A quick analysis of figures released by the Insolvency Service relating to the final quarter of 2012 indicate a steady drop in the number of companies forced under through compulsory liquidation.

Only 4,243 of the 16,138 liquidations were compulsory. The vast majority – 11,895 – came about as a result of a creditors' voluntary liquidation.

These figures reveal that last year compulsory liquidations were at their lowest level since the first year data was collected, 2003.

The Growth of Company Voluntary Arrangements

Although HMRC does appear to issue the vast majority of winding-up petitions in the UK, evidence suggests that they are often willing to give businesses the benefit of the doubt, and seek compromise in certain cases.

Instead of single-mindedly pursuing compulsory liquidations, as some people in business would have you believe, many troubled businesses are managing to save themselves by working with HMRC to negotiate a company voluntary arrangement.

Rather than pushing for liquidation, the taxman does seem to be willing to listen, and renegotiate payment terms in many cases. This can give companies with long-term viability the opportunity to save themselves from the threat of oblivion.

This situation is indicated in some figures that were released by HMRC in response to a freedom of information request. In 2010/11 financial year, 4,159 petitions were filed by HMRC across England, Wales, Scotland and Northern Ireland. Only 2,392 winding up orders were awarded over the same period.

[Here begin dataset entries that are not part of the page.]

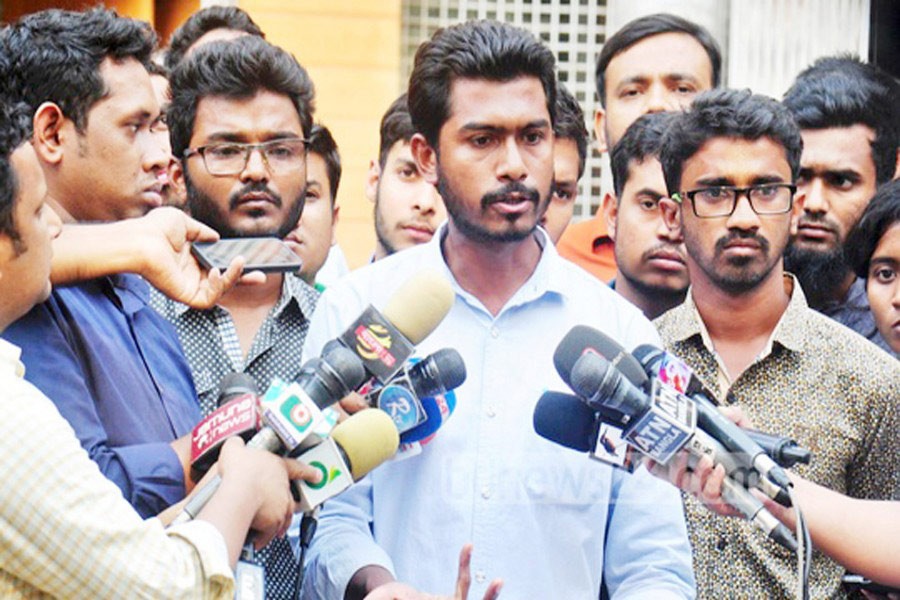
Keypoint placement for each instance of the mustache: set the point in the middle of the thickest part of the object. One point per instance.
(742, 235)
(512, 188)
(254, 187)
(818, 219)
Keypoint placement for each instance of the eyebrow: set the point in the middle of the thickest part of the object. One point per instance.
(536, 124)
(230, 136)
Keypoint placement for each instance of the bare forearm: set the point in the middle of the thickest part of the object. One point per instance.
(365, 580)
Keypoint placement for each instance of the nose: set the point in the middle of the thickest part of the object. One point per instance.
(815, 196)
(511, 167)
(256, 168)
(743, 217)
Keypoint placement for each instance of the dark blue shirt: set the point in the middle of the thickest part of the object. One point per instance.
(117, 373)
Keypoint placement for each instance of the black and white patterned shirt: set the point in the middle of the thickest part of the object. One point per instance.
(211, 345)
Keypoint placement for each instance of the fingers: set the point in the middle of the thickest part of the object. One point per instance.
(493, 590)
(300, 470)
(464, 577)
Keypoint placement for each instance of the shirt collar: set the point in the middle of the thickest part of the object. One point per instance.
(9, 359)
(547, 277)
(293, 288)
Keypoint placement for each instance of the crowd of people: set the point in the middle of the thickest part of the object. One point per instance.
(756, 239)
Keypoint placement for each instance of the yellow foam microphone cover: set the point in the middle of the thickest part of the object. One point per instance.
(419, 305)
(368, 438)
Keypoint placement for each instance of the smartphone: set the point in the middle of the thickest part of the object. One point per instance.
(854, 583)
(266, 254)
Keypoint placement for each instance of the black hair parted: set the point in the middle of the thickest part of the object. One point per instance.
(842, 91)
(882, 212)
(644, 27)
(570, 123)
(55, 56)
(642, 140)
(322, 143)
(15, 130)
(396, 126)
(487, 50)
(738, 114)
(235, 69)
(202, 22)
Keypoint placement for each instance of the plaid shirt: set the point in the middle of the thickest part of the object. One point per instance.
(67, 532)
(824, 386)
(212, 348)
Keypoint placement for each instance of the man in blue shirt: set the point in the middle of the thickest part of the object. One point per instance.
(113, 366)
(545, 520)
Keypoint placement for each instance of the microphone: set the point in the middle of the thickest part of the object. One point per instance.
(732, 437)
(356, 446)
(291, 413)
(406, 395)
(385, 340)
(237, 414)
(566, 420)
(663, 424)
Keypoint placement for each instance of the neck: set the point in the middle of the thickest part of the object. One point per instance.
(253, 296)
(490, 271)
(652, 303)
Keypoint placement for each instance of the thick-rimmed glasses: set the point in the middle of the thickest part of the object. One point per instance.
(720, 201)
(230, 158)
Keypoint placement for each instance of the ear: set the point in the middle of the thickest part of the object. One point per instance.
(51, 130)
(176, 180)
(610, 209)
(671, 213)
(372, 178)
(600, 130)
(335, 216)
(425, 157)
(796, 211)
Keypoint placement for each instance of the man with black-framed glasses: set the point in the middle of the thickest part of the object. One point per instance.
(730, 164)
(240, 117)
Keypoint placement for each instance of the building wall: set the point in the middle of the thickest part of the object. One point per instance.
(351, 49)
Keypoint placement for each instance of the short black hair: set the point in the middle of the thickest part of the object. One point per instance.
(202, 22)
(644, 27)
(841, 91)
(15, 130)
(55, 56)
(487, 50)
(642, 140)
(322, 143)
(570, 123)
(738, 114)
(396, 126)
(236, 69)
(882, 212)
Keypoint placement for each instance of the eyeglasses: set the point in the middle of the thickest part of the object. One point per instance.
(230, 158)
(720, 201)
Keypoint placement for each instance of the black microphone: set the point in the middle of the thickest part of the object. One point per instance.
(566, 420)
(409, 397)
(664, 423)
(735, 439)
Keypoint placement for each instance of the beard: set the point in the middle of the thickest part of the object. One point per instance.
(820, 272)
(474, 229)
(206, 210)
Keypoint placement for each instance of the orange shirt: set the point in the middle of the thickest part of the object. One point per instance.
(588, 245)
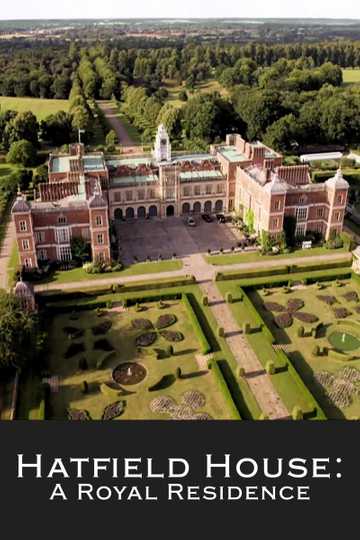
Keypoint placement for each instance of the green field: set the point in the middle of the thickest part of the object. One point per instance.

These figures suggest a substantial percentage (42%) of the companies that got into serious debt problems with HMRC were able to escape a compulsory winding up order. This would appear to be due to a combination of petitions being refused by the courts, and an increase in the overall number of CVAs agreed, which has increased from 2001's level of 761 to 2012's 839.

Companies that are free from past transgressions are increasingly able to compromise and work with the taxman to create a better outcome for everyone.